This blog will be unfinished until I try the calibration number that I calculated and measure the actual result. We’ll see how close I come to the right answer. I found that a similar procedure is described at this web site.
My Stepstruder Mk6 uses 80 steps per mm and is set for 1/16 steps, so I should find a number in this range. I could not find the effective diameter listed anywhere, but it looks similar to the gear on the Mk7.
I am building a custom 3D printer based on a RAMPS 1.4 shield on an Arduino Mega. I am not using anyone else’s plans for this printer, but just finding components that I like, and that are reasonably priced. I will post the details about the printer.
I was pretty surprised to find out that when I did a Google search for “Stepstruder Mk7 steps per mm” that I did not find much. There were a few people who named the settings they used based on experimentation, but I honestly expected to find the exact right number for the Stepstruder Mk7 using Marlin firmware with the RAMPS 1.4. Since I did not find it, I will figure it out, test it, and share it. There must be someone else on Earth who wants to use the Mk7 with the RAMPS 1.4. I will try to help you out!
The linear temperature expansion coefficient of ABS is listed as 7.38 * 10^-5 per degree C at this web site and 5 to 10 x 10-5 per degree C at this web site, but only 4.1 * 10^-5 at this web site. Going from room temperature of 20 C up to melting at 230 C gives a 1.55% linear expansion for the 7.38 (first) number.
Volume expansion should be therefore be 1.0155^3 = 4.72%. Think of a cube expanding linearly in three directions.
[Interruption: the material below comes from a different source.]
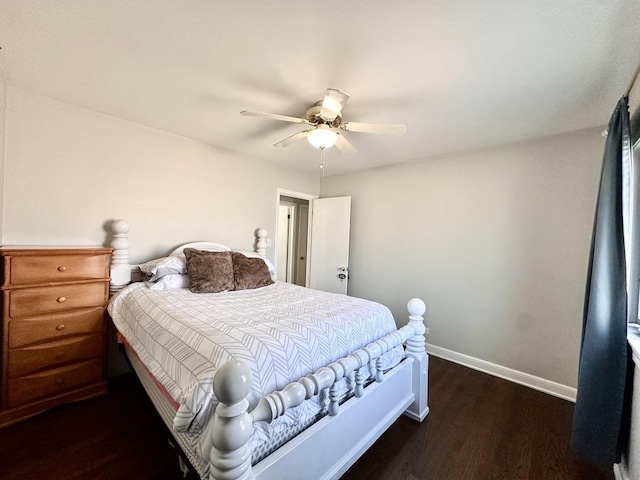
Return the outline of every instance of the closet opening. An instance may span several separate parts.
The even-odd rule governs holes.
[[[308,286],[310,201],[315,196],[278,191],[276,268],[278,280]]]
Calculating steps per mm of extruded filament should be based on conservation of volume
Volume(in) = Pi * radius(in)^2 * length(in) * thermal expansion = Volume(out) = Pi * radius(out)^2 * length(out)
So we know that length(out) = length(in) * [radius(in)/radius(out)]^2 * 1.0472
The input filament diameter is 1.75 mm, and the output diameter is 0.4 mm (Stepstruder nozzle size). Since r1/r2 = d1/d2, we know that length(out) = length(in) * 19.14 * 1.0472. This is approximate, but close enough considering system tolerances. I need to determine the actual value for my machine experimentally.
The stepper motor on the Stepstruder Mk7 has 1.8 degrees per step, which means 200 steps per revolution. My system uses (by default, set with three jumpers) 1/16 steps, so I have 3200 machine steps per revolution. Next we need to know the drive gear (the little wheel with hatch lines used to pull in the filament) diameter. Makerbot publishes the “effective diameter” of the Mk7 drive gear as 10.56 mm.
Here is the next simple calculation.
One revolution pulls in length = 2 * Pi * radius(drive gear) = 33.175 mm. That is simply the circumference of the gear. One revolution pulls in one gear circumference of the 1.75 mm diameter filament.
That’s length(in) per revolution in mm, so we have length(in) = 33.175 / 3200 mm per step = 0.01037 mm per step. Invert this number and you have
96.43 steps per mm of INPUT material.
Then we know length(out) per step = 0.01037 * 19.14 * 1.0472 mm = 0.2078 mm per step. Invert this and we get
4.8124 steps per mm of OUTPUT material.
13 January 2013 Update: Experimentally, I find that the right value is somewhere around 6.5 steps per mm.
That seems to be a fairly small number compared to 80 steps per mm used for my Stepstruder Mk6. I could not find a published number for the effective diameter of the drive gear for that system however.
The default Marlin firmware setting, which expects use of the Ultimaker is 760 * 1.1 = 836 steps per mm (174 times my calculated value), so it should be no surprise that the first time I extruded a little bit of filament, I had a lot more than I expected! Next I need to go through calibration procedures and report the results.
I am not sure why this number is not published in lots of places, especially on the Makerbot site. Dear viewers, if the problem is simply my lack of proper use of Google search and the number is in fact easily found, please leave a comment and I will reference it appropriately. Likewise, if I have a math error, please let me know soon and I will change the post.
Also take a look at the RepRap Calculator.